I have 5 tabs open with emails written ready to send at some point. Had issues saving drafts, too.

blindm · on Aug 20, 2020

In fairness Gmail has a good uptime record, so it's not the end of the world

nindalf · on Aug 20, 2020

I'm not that interested in a dashboard, but I'd bee interested in reading the post-mortem. Since they have paying customers for these products, they might release that.

octvcdrc · on Aug 20, 2020

They usually provide it on the same page after the incident (an example: https://www.google.com/appsstatus#hl=en&v=issue&ts=159398639... )

kuu · on Aug 20, 2020

I wonder how much money this kind of outages can cost to all affected companies and institutions

danparsonson · on Aug 20, 2020

Hopefully a lot less than they save by outsourcing this part of their infrastructure :-)

kuu · on Aug 20, 2020

Yeah, I imagine so :D

Mandatum · on Aug 20, 2020

Right at 9am pacific too. Good reason for me to wrap up in APAC. Thanks Google!

hnick · on Aug 20, 2020

It's nearly the end of the workday here in Australia. Very insensitive of them, they should be more timezone aware.

Edit: I seem to be able to send from some accounts but not others. It looks like emails without attachments are fine, otherwise the drive error messes them up.

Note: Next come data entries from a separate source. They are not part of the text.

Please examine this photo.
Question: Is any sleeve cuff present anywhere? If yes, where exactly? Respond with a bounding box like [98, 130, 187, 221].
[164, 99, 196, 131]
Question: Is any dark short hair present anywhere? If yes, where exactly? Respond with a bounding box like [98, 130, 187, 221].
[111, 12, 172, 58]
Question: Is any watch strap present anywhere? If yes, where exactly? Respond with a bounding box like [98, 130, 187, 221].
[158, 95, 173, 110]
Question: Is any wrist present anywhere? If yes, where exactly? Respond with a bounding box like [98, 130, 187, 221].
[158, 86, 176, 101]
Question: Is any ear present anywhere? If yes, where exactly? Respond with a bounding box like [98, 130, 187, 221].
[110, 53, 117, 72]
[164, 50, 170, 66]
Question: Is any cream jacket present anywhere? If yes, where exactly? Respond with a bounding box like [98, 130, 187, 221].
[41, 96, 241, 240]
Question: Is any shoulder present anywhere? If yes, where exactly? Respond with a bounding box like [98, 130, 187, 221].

throwawaywrench · on Aug 20, 2020

>It's nearly the end of the workday here in Australia. Very insensitive of them

It's nearly the end of the workday on the east coast of Australia. Very insensitive of you. Sincerely, Western Australia

The above is a joke just in case that wasn't clear.

hnick · on Aug 20, 2020

I guess I kicked an own goal there.

At least it's not daylight savings yet so the QLDers can't be annoyed at me too!

codemac · on Aug 20, 2020

Please tell our SREs in the SYD (in darling harbour/pyrmont) office thank you from me.

chippy · on Aug 20, 2020

Pacific as in Pacific Time (PST/PDT) ? It's not even 3am there currently.

maple3142 · on Aug 20, 2020

Is this only affecting G suite? I still can send and receive email nornally.

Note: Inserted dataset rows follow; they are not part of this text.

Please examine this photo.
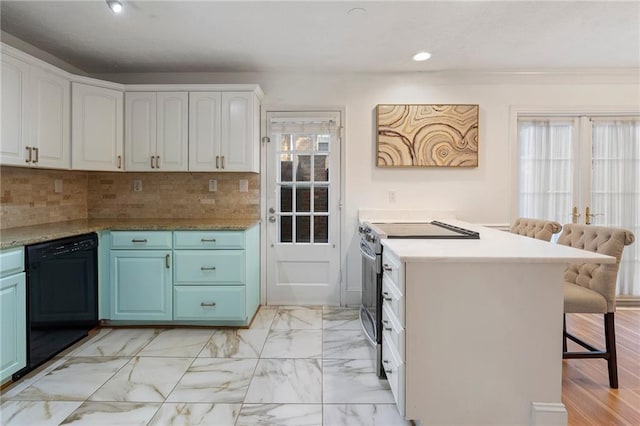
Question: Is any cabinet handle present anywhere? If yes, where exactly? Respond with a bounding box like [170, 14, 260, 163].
[26, 147, 32, 163]
[221, 156, 225, 169]
[117, 155, 122, 169]
[200, 302, 216, 307]
[384, 327, 392, 331]
[131, 239, 148, 243]
[385, 369, 393, 374]
[382, 292, 392, 301]
[33, 147, 39, 163]
[166, 254, 170, 269]
[216, 155, 220, 168]
[382, 319, 389, 324]
[382, 264, 392, 272]
[155, 156, 160, 169]
[200, 266, 216, 271]
[201, 238, 216, 243]
[150, 156, 155, 169]
[383, 360, 390, 364]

sushshshsh · on Aug 20, 2020

That would explain why my ETLs are failing at 3am in the morning !!!

jwally · on Aug 20, 2020

If it makes you feel any better; same thing happened to me. Ugly Frankenstein process to get our data out of a third party vendor who can only e-mail us reports failed half-way through its run, and I was about to spend hours digging through to see why until I saw this.

sushshshsh · on Aug 20, 2020

Hehehe.... my condolences... we're still trying to recover

FridgeSeal · on Aug 20, 2020

Your ETL processes write to google drive or are dependent on email?

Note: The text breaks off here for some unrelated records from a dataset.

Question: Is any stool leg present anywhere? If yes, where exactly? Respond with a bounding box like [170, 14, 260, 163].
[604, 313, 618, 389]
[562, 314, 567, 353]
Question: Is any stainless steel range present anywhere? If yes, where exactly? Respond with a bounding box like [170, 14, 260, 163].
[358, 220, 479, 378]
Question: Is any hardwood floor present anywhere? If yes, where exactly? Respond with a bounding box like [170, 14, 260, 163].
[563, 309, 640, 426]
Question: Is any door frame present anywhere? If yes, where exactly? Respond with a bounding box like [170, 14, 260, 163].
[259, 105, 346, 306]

Earnest question, don't mean to sound derisive.

sushshshsh · on Aug 20, 2020

User emails file to drive

script connects to drive and parses list of files within

script copies files into redshift and moves original file to different directory or deletes it

alas what can be done? this is what the company gets for building like this ^.^

pirocks · on Aug 20, 2020

My understanding is part of google cloud failed(Google Cloud Storage), causing many outages, including but not limited to google drive/email.

shrikant · on Aug 20, 2020

I'm assuming some kind of workflow which uses email notifications, and only goes to the next step if the email notification succeeds..?

laurynas-s · on Aug 20, 2020

Gmail works but I can't send any emails - so frustrating.

antihero · on Aug 20, 2020

We're unable to publish apps in the Play Store console/fastlane, too.